North Africa’s population is young, the bulk is under 30. The political restlessness here is more a symptom of anger against corruption than any attraction for political Islam exported from the Arab East.

Algeria, for instance, is yet to recover from the violence of Islamists in the 1990s. The surface appearance of political Islam’s influence by the sight of bearded men and women with scarves is deceptive when one listens to Algerians speak freely.

I ask about Nicolas Sarkozy, France’s president, and his outspoken views on political Islam. I am not surprised when I hear some people without any prompting utter “Viva la France.”

There are some seven million Algerians in Europe, most in France, and many more wish to head West.
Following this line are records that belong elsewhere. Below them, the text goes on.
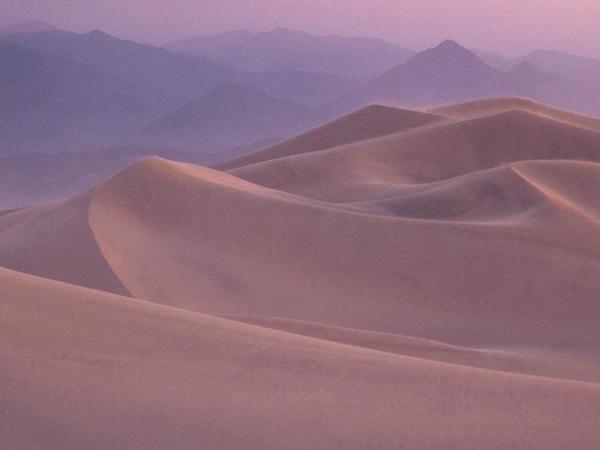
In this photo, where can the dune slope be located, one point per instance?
(427, 281)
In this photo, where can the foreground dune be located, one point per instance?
(428, 281)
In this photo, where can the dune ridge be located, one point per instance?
(429, 280)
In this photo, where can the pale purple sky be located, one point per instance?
(510, 26)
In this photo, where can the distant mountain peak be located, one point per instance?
(30, 26)
(449, 44)
(448, 52)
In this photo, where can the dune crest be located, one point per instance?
(392, 279)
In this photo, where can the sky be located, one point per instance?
(512, 27)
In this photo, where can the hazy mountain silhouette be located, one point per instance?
(284, 50)
(185, 75)
(137, 63)
(31, 26)
(231, 115)
(575, 67)
(50, 102)
(446, 73)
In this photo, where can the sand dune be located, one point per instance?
(393, 279)
(91, 370)
(366, 123)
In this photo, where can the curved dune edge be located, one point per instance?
(433, 287)
(166, 376)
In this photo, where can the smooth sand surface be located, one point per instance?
(430, 284)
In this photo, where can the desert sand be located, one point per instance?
(393, 279)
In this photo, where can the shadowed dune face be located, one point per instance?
(392, 279)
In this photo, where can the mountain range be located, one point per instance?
(283, 50)
(393, 279)
(73, 91)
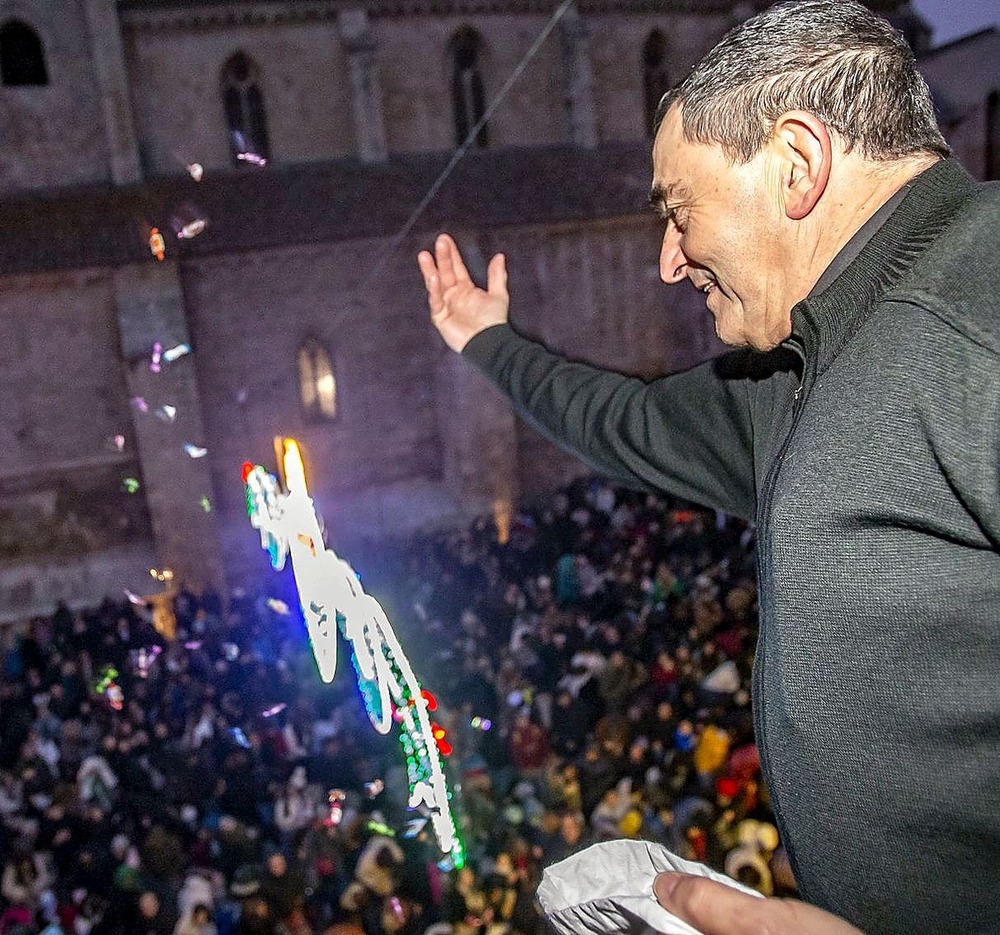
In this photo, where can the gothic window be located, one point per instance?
(22, 58)
(245, 115)
(467, 95)
(317, 383)
(992, 160)
(655, 75)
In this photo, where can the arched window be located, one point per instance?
(991, 169)
(655, 75)
(22, 58)
(317, 382)
(245, 115)
(467, 95)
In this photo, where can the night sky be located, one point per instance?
(953, 18)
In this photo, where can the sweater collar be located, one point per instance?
(825, 321)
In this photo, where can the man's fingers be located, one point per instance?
(451, 267)
(712, 908)
(496, 276)
(431, 280)
(717, 909)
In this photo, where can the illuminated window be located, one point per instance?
(22, 59)
(655, 75)
(317, 382)
(245, 114)
(467, 95)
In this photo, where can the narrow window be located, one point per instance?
(992, 162)
(317, 383)
(655, 75)
(246, 117)
(22, 59)
(467, 94)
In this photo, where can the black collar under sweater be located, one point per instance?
(825, 322)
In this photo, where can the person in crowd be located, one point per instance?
(133, 829)
(807, 191)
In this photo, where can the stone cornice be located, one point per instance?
(183, 15)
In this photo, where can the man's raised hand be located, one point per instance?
(459, 308)
(716, 909)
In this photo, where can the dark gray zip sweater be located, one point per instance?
(867, 449)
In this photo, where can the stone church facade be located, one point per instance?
(314, 141)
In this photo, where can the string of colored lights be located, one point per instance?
(332, 599)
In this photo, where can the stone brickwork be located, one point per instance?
(177, 487)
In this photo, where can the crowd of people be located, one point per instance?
(591, 666)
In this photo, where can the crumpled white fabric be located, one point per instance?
(607, 889)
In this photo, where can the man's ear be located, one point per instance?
(804, 146)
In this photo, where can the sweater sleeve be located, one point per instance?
(688, 434)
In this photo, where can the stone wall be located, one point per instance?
(53, 135)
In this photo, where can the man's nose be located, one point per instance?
(673, 261)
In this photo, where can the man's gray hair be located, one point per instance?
(833, 58)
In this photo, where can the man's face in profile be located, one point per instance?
(723, 233)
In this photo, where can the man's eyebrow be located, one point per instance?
(661, 195)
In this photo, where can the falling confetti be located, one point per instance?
(245, 152)
(157, 246)
(172, 353)
(188, 222)
(143, 658)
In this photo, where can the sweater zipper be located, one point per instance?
(764, 547)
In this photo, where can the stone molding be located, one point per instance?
(185, 15)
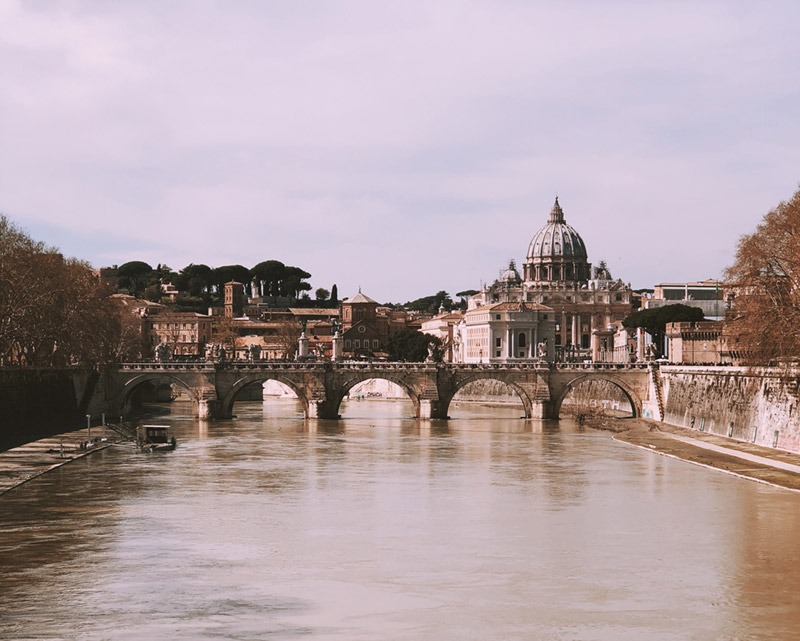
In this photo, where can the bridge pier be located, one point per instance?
(207, 408)
(541, 409)
(432, 409)
(323, 409)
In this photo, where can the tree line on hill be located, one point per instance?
(201, 286)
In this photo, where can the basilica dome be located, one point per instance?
(557, 252)
(557, 240)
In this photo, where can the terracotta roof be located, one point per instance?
(510, 307)
(314, 311)
(360, 298)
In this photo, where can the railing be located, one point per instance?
(366, 365)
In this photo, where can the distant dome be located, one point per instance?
(511, 275)
(557, 240)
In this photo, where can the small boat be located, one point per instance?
(155, 438)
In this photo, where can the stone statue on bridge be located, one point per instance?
(541, 350)
(162, 352)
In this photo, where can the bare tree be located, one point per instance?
(765, 279)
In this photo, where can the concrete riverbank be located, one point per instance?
(21, 464)
(740, 458)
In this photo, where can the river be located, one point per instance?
(382, 527)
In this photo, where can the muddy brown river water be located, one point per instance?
(383, 527)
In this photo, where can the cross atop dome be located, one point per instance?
(556, 213)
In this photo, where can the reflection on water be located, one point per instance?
(382, 527)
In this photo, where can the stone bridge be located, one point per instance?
(320, 387)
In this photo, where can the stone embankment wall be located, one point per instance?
(35, 403)
(759, 405)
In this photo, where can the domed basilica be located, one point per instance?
(585, 303)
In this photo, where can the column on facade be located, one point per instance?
(575, 340)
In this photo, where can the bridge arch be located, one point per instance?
(463, 381)
(354, 379)
(226, 407)
(627, 390)
(122, 396)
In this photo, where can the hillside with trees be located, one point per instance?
(765, 280)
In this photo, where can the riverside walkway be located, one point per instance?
(753, 462)
(740, 458)
(21, 464)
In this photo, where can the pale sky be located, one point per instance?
(406, 147)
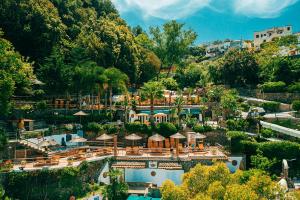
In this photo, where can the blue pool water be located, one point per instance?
(141, 198)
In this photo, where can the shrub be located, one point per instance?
(294, 87)
(236, 137)
(273, 87)
(166, 129)
(296, 105)
(245, 106)
(271, 106)
(237, 125)
(202, 128)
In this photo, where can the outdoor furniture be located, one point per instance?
(167, 143)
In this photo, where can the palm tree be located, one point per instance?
(179, 101)
(152, 90)
(115, 79)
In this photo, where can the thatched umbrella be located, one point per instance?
(104, 137)
(177, 136)
(157, 138)
(80, 114)
(133, 137)
(78, 140)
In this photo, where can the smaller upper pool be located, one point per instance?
(131, 197)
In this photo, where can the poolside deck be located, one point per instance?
(210, 153)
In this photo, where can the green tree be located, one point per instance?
(16, 75)
(116, 190)
(152, 90)
(115, 79)
(171, 43)
(239, 68)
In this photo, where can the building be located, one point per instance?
(269, 34)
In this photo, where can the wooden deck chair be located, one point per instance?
(149, 143)
(172, 140)
(201, 147)
(167, 143)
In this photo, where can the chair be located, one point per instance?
(201, 147)
(167, 143)
(172, 140)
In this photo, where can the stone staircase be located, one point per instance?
(32, 145)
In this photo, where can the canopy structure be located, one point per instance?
(48, 143)
(104, 137)
(78, 139)
(280, 129)
(177, 136)
(133, 137)
(157, 138)
(80, 114)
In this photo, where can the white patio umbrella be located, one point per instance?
(177, 136)
(80, 114)
(133, 137)
(104, 137)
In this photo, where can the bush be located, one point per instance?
(245, 106)
(271, 106)
(236, 137)
(296, 105)
(274, 87)
(94, 127)
(138, 127)
(294, 88)
(166, 129)
(202, 128)
(237, 125)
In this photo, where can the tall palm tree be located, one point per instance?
(152, 90)
(115, 79)
(179, 101)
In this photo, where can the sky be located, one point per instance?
(213, 19)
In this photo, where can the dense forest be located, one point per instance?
(85, 47)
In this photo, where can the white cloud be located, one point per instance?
(261, 8)
(164, 9)
(176, 9)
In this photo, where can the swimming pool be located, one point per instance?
(132, 197)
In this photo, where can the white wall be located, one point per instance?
(144, 175)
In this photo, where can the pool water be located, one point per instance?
(131, 197)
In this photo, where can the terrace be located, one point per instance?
(124, 157)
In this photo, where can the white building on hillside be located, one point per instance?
(269, 34)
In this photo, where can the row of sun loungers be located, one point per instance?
(169, 165)
(124, 164)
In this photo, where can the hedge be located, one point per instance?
(294, 88)
(296, 105)
(273, 87)
(166, 129)
(202, 128)
(271, 106)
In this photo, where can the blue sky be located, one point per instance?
(213, 19)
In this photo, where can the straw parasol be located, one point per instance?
(133, 137)
(157, 138)
(78, 139)
(80, 114)
(104, 137)
(177, 136)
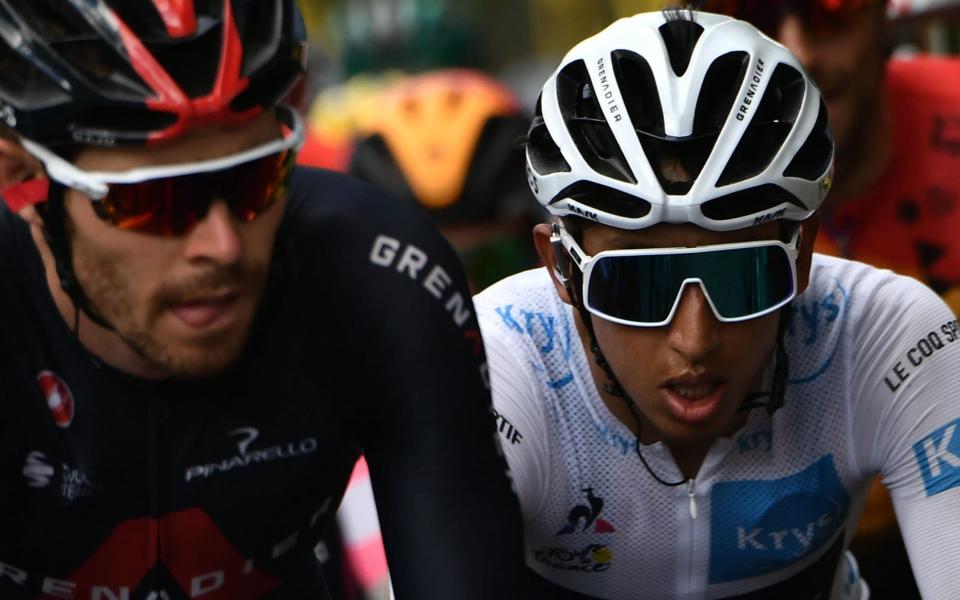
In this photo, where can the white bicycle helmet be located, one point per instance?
(680, 117)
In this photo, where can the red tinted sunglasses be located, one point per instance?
(820, 16)
(169, 200)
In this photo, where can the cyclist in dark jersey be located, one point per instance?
(198, 341)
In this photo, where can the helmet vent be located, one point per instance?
(587, 125)
(262, 30)
(71, 37)
(192, 62)
(813, 158)
(25, 86)
(120, 122)
(719, 91)
(769, 127)
(748, 202)
(639, 89)
(605, 199)
(680, 35)
(545, 155)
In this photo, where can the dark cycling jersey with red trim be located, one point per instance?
(113, 487)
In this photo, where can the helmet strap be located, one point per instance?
(781, 371)
(54, 214)
(612, 386)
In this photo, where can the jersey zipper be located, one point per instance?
(691, 494)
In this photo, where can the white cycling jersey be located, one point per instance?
(874, 388)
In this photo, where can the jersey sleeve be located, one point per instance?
(449, 517)
(520, 417)
(906, 420)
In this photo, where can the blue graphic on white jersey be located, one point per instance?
(542, 329)
(758, 527)
(812, 321)
(938, 456)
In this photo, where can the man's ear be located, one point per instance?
(808, 235)
(558, 268)
(17, 166)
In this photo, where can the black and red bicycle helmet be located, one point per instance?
(107, 72)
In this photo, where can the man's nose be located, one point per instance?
(215, 237)
(694, 331)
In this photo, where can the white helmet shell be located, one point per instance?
(681, 117)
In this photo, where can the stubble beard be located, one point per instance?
(107, 282)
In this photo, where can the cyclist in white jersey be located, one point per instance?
(693, 405)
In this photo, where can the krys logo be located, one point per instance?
(938, 456)
(583, 517)
(58, 396)
(248, 456)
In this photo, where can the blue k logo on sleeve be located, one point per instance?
(938, 456)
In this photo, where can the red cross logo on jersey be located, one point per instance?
(58, 397)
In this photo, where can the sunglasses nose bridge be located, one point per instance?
(694, 330)
(215, 235)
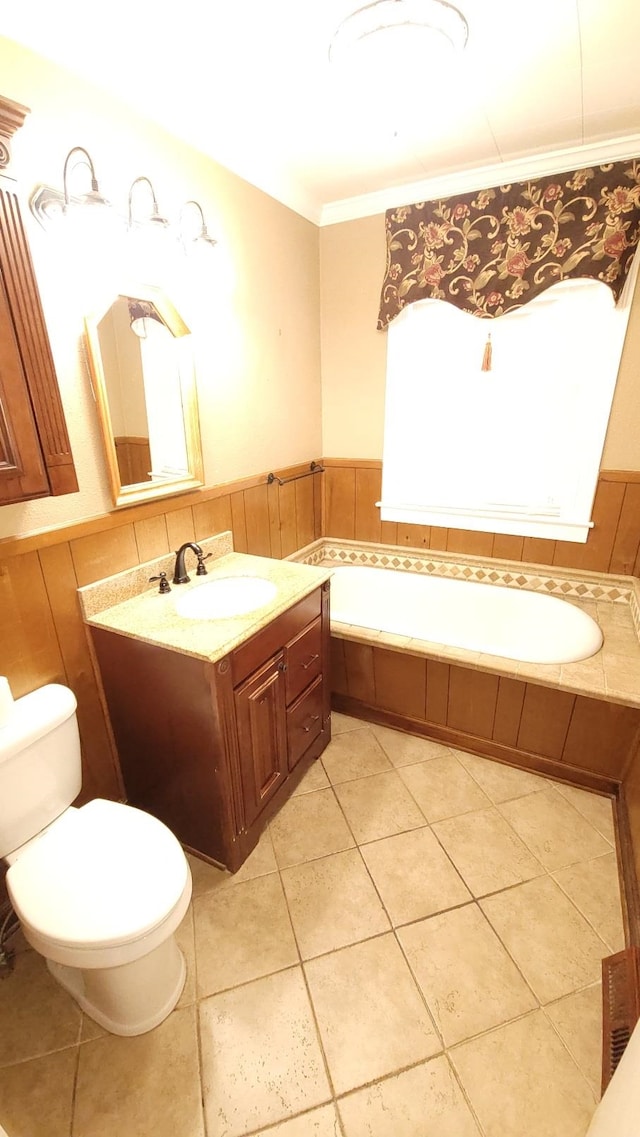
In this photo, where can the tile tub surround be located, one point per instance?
(367, 984)
(614, 602)
(130, 605)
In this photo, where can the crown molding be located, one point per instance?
(481, 177)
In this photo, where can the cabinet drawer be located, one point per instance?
(271, 639)
(302, 657)
(304, 721)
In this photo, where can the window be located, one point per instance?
(515, 449)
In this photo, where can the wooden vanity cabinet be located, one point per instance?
(214, 749)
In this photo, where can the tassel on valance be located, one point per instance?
(491, 251)
(487, 355)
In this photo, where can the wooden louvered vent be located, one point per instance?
(621, 1006)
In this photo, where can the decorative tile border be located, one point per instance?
(567, 586)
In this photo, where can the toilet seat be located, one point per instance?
(102, 876)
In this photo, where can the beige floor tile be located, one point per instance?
(487, 852)
(241, 934)
(314, 779)
(468, 980)
(262, 1060)
(442, 788)
(36, 1096)
(593, 887)
(578, 1019)
(406, 749)
(148, 1085)
(551, 943)
(370, 1012)
(596, 807)
(413, 876)
(555, 832)
(41, 1014)
(184, 938)
(500, 782)
(321, 1122)
(522, 1082)
(332, 903)
(423, 1102)
(205, 877)
(308, 827)
(352, 755)
(379, 806)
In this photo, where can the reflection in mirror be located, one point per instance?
(141, 362)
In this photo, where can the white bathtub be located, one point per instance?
(510, 622)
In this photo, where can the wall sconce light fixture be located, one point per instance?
(191, 234)
(48, 204)
(93, 197)
(152, 218)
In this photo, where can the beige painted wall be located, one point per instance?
(252, 304)
(354, 353)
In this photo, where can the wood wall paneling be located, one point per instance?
(508, 711)
(438, 675)
(600, 736)
(100, 771)
(545, 722)
(41, 630)
(473, 696)
(400, 682)
(358, 662)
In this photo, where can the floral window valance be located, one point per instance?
(493, 250)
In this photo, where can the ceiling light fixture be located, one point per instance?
(441, 19)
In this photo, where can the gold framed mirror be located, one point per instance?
(142, 368)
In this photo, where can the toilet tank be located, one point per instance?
(40, 764)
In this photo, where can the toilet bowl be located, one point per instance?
(100, 894)
(99, 889)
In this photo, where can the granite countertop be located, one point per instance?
(151, 616)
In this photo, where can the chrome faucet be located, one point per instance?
(180, 572)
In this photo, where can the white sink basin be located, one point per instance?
(226, 596)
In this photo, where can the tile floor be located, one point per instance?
(413, 951)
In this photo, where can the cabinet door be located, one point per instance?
(262, 735)
(22, 470)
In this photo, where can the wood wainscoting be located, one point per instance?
(351, 488)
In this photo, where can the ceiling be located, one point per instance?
(249, 83)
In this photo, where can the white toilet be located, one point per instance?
(99, 889)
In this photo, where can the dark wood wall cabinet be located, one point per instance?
(214, 749)
(35, 458)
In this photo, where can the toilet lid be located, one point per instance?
(101, 876)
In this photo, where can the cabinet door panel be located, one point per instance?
(304, 660)
(22, 469)
(304, 721)
(262, 735)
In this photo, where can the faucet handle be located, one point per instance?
(165, 587)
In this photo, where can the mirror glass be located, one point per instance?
(142, 367)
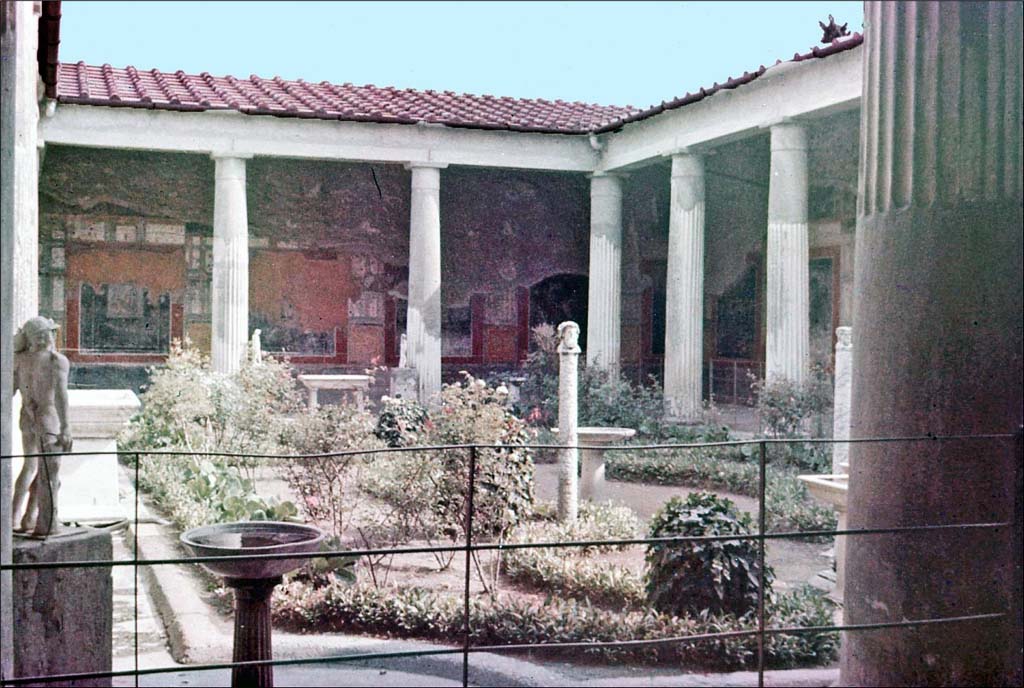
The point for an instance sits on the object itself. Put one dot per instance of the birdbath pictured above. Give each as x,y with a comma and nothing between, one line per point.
832,490
253,582
592,458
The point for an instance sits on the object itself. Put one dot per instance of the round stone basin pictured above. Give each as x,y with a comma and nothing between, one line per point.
594,435
252,538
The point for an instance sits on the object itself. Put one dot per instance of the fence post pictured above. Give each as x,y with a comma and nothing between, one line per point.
469,556
568,459
1017,603
711,379
762,462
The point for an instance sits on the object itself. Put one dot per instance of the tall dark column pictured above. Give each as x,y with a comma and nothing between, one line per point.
938,347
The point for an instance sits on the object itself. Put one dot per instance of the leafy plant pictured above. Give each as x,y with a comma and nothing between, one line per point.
720,575
400,422
573,571
415,612
785,406
327,483
788,507
189,407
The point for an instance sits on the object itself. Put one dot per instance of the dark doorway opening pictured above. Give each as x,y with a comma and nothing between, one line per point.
559,298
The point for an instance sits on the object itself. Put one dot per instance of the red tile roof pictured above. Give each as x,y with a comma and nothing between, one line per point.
130,87
839,45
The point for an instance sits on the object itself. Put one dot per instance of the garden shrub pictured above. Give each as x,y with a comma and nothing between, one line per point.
200,490
472,413
573,571
186,406
694,468
787,505
792,411
604,399
415,612
400,422
327,484
717,575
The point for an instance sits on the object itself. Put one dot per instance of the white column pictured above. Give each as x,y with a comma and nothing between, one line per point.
26,303
568,458
424,321
18,170
603,303
230,264
684,290
842,398
787,281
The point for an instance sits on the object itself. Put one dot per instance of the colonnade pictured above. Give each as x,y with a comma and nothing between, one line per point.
787,337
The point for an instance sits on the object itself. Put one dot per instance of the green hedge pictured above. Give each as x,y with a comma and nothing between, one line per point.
788,507
414,612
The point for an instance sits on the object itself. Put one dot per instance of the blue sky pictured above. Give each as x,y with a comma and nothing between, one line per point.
620,53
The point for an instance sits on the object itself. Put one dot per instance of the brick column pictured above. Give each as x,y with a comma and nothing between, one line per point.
937,344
It seems North Africans are voting with their feet, and it is not for political Islam.

A window

The quandary of North Africans is a window into the Muslim world. I am limited by space here to unravel it.

But one among many questions posed to me stands out as if it is a rebuke.

Many here are bewildered about why Canada and the West entertain any political demand of Islamists instead of expelling them.

The message to the West from Oran is remain assertively uncompromising on essentials of freedom, secularism and democracy. The West’s vacillation over its own values is unhelpful to those elsewhere seeking the same.